Though to my city friends I seem somewhat remote and incontiguous, still I am not dissevered and dispersed from my kind, for I am only twenty miles from Boston Common, and as I write I hear the lowing of a neighbor’s cows, and the voices of his children as they play along the brook below, and off among the fifteen square miles of treetops that fill my front yard, I see faint against the horizon two village spires, two Congregational spires, once one, that divided and fell and rose again on opposite sides of the village street. I often look away at the spires. And I as often think of the many sweet trees that wave between me and those tapering steeples, where they look up to worship toward the sky, and look down to scowl across the street.
Any lover of the city could live as far out as this. I have no quarrel with the city as a place to work in. Cities are as necessary as wheat-fields and as lovely, too—from twenty miles away, or from Westminster Bridge at daybreak. The city is as a head to the body, the nervous centre where the multitudinous sensations are organized and directed, where the multitudinous and interrelated interests of the round world are directed. The city is necessary; city work is necessary; but less and less is city living necessary.

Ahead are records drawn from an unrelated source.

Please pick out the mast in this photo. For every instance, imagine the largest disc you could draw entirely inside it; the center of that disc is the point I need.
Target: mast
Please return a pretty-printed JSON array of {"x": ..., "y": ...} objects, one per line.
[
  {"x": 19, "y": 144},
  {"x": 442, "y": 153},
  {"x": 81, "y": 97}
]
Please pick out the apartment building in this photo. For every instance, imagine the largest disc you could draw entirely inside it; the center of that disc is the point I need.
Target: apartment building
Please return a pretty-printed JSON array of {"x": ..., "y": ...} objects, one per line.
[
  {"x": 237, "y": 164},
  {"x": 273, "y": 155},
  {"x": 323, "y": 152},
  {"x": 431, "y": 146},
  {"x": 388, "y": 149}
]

It is less and less possible also. New York City—the length and breadth of Manhattan—and Boston, from the Fenway in three directions to the water-front, are as unfit for a child to grow up in as the basement floor of a china store for a calf. There might be hay enough on such a floor for a calf, as there is doubtless air enough on a New York City street for a child. It is not the lack of things—not even of air—in a city that renders life next to impossible there; it is rather the multitude of things. City life is a three-ringed circus, with a continuous performance, with interminable side-shows and peanuts and pink lemonade; it is jarred and jostled and trampled and crowded and hurried; it is overstimulated, spindling, and premature—it is too convenient.